A sunshine day

Had a great time touring Sacramento and Davis yesterday. (My sister is in her senior year at UC Davis, and my old pal Kevin and his family live about 5 minutes from 50.)

People think Sacramento is boring, but it is not boring. There's all kinds of stuff to do there, the railroad museum, the old historical part of town, the salmon hatchery.

Plus, Davis has great restaurants where the portions are heapin' and the waitresses are sassy.

And there's an orange grove right behind the state capitol building. Seriously. Well, it's kind of an arboretum, but there's tons of orange trees there.

We showed the kids how to knock oranges off the tree with a football.

I also tried to explain the concept of gas station premiums to them. The subject came up because Kevin was drinking juice out of this smoked glass goblet that looked just like the ones that the Shell stations used to give away in the '60's.

Who knows where the tumbler came from. Kevin, like me, is a magnet for old crap. When we lived in Philadelphia, we kept a "Museum" of non-perishable food items in my china cabinet. We had some kind of raisin bread in a can that must have been 30 years old.

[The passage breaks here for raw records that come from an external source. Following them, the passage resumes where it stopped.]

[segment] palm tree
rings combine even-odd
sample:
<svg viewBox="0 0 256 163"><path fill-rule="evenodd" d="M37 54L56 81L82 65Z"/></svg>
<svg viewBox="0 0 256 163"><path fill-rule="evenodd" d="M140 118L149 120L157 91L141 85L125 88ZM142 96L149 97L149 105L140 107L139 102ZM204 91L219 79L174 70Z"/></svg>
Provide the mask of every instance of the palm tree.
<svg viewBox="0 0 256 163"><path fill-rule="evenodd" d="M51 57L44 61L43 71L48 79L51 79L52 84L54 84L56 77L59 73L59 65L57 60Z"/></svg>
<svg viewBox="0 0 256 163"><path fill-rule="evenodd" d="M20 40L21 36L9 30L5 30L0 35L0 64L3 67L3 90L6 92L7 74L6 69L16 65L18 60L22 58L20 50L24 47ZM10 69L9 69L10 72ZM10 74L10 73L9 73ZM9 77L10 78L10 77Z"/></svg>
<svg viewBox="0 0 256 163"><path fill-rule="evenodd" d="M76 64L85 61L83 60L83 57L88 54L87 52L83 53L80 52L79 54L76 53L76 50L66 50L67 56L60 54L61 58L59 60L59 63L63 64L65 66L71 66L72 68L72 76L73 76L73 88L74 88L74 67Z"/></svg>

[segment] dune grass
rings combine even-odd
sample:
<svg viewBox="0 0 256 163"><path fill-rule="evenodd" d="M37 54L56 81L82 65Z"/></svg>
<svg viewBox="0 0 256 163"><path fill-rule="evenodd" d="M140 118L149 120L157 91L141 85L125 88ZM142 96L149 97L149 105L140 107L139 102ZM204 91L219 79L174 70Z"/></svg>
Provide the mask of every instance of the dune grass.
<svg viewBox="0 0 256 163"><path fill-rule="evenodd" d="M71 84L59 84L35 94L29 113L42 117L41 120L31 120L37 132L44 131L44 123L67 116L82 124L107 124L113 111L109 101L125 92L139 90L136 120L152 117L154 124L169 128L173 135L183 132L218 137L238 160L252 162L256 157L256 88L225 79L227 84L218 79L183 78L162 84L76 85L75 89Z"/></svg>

The tumbler, I don't know if that dates back to our days in Philadelphia or not. It might. When Kevin and I worked together, we would eat dinner together every night at my place and watch "Brady Bunch" reruns. It was kind of a ritual. And we always tried to use period-appropriate dishware.

Because Kevin is a professionally trained and duly licensed TV personality, I asked him to put on his spokesmodel face and pose with this remarkable artifact from an bygone era of gas wars, Pillsbury Space Food Sticks, and six jumpsuit-clad youngsters blurring the line between the sitcom and variety show formats.